Another common pigmentation concern is melasma, a hormone-induced pigmentation also known as the pregnancy mask, due to a hormone imbalance. This can trigger an overproduction of melanin, which tends to settle in patches on the forehead, chin, nose and cheeks. Melasma isn’t just reserved for pregnant women, however – it can strike when taking the Pill and during perimenopause, says Dr Jeyanathan. 

“Fluctuating hormones during the menopause transition mimics what’s happening during pregnancy and can impact how our melanoctyes behave,” she explains. “During any period of hormone turbulence, it’s important to be vigilant about your skincare regime, wearing sunscreen and antioxidant protection to prevent melasma from sneaking up on you at a vulnerable time.”

If a brown patch on the skin gets lighter then it’s epidermal, if it doesn’t, then it’s deeper dermal pigmentation and you’ll need a six-week protocol of lasers - Getty Images

Provided by The Telegraph If a brown patch on the skin gets lighter then it’s epidermal, if it doesn’t, then it’s deeper dermal pigmentation and you’ll need a six-week protocol of lasers - Getty Images

Ingredients that dermatologists recommend for pigmentation include a good antioxidant serum to mop up free radical damage and a daily SPF to prevent sun damage. Dr Gout recommends an oil-free serum with up to 30 per cent L-ascorbic acid (vitamin C) and, if it doesn’t tingle it’s not active enough. “You want to create a good reaction in the skin, so if it’s red at first and feels slightly tingly, it is working properly to exfoliate the top layers of the skin,” she explains. 

As for sunscreen, Dr Gout says to choose SPF30 or above with UVA, UVB and infrared protection. But, more importantly, make sure you apply enough. “Most people don’t know that you need two fingers-worth for the face and more to cover the neck and decolletage to provide adequate protection,” she says. 

At night, a retinoid product is what both Dr Gout and Dr Jeyanathan recommend, as it is most proven to resurface and fade pigment spots. Though, to avoid over-sensitising skin, especially in summer, Dr Gout suggests going for a gentler, new generation retinaldehyde, such as retinyl palmitate or a retinol 0.3 per cent, two to three times a week. And, avoid oils at all costs, says Gout. “Oil-based products clog the pores and can make pigmentation worse.”

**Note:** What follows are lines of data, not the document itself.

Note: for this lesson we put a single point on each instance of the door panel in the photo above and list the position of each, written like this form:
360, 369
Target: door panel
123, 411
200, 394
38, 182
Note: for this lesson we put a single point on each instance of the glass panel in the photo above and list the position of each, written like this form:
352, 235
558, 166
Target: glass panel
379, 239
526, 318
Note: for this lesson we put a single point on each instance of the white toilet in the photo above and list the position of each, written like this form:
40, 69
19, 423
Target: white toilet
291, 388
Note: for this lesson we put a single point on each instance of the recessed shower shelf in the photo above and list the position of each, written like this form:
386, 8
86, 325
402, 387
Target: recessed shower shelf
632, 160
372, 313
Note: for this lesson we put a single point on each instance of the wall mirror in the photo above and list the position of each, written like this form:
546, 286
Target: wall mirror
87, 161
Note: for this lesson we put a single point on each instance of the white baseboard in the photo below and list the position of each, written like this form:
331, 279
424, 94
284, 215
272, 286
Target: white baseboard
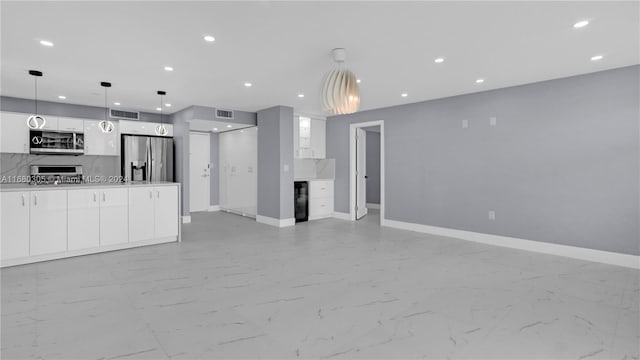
80, 252
341, 216
275, 222
605, 257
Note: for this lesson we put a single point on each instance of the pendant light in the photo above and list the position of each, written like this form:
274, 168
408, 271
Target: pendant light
161, 129
340, 90
105, 125
36, 121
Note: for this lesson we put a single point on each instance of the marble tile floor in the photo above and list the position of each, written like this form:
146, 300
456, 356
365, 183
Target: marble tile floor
324, 289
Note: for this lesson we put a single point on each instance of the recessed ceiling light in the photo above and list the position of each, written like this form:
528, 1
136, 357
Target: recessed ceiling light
580, 24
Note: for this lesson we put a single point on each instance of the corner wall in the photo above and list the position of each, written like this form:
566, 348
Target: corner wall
561, 166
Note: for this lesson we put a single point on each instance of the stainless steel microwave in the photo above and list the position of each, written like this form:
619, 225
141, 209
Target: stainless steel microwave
56, 142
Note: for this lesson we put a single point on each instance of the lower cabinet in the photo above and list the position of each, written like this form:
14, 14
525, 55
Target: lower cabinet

For those who wish to avoid retinols, kojic acid is a powerful de-pigmentor shown to be a gentler and safer alternative to prescription hydroquinone, which has a skin lightening effect, and cleansers with salicylic acid or PHAs will help to slough away dead skin cells and pollution. 

“The most effective approach is to utilise all methods to control pigmentation as they all have different pathways; some block melanin production, others fade existing pigment, some resurface or boost clarity. A 360-degree approach works best, not forgetting diet,” says Dr Jeyanathan. “A diet high in antioxidants will help to fight free radicals from within the skin, even if it’s just a handful of blueberries and a portion of dark leafy greens a day,” she says.

A typical anti-pigmentation skincare protocol includes an exfoliating cleanser, followed by an antioxidant (vitamin C) or specific anti-pigment serum in the morning, which has a high sun protection factor, even on cloudy days. At night, alternate between retinol two or three times a week, depending on your tolerance, and a kojic acid serum on the others.

If your pigmentation is already advanced then skincare will only get you so far. In this case the most thorough approach is a medical grade treatment. The LAM Pigmentation Ultimate Programme (£1,350; london-aesthetic-medicine.com) includes two wavelengths of IPL to fade brown and red pigmentation, LED red-light therapy to curb inflammation along with a signature peel and medical grade skincare, which is administered over two sessions three weeks apart.

Dr Gout explains, “Since the pandemic, all my patients want is to feel good. They’ve been spending more time outside, enjoying life. Along with the psychological stress from the past couple of years, consistent skincare routines have gone by the wayside. On the one hand, it’s been a positive to let go, on the other, there’s been a rise in pigmentation complaints as a result.” On the bright side (no pun intended), Gout says six weeks is all you need to curb the onslaught of overactive melanin production.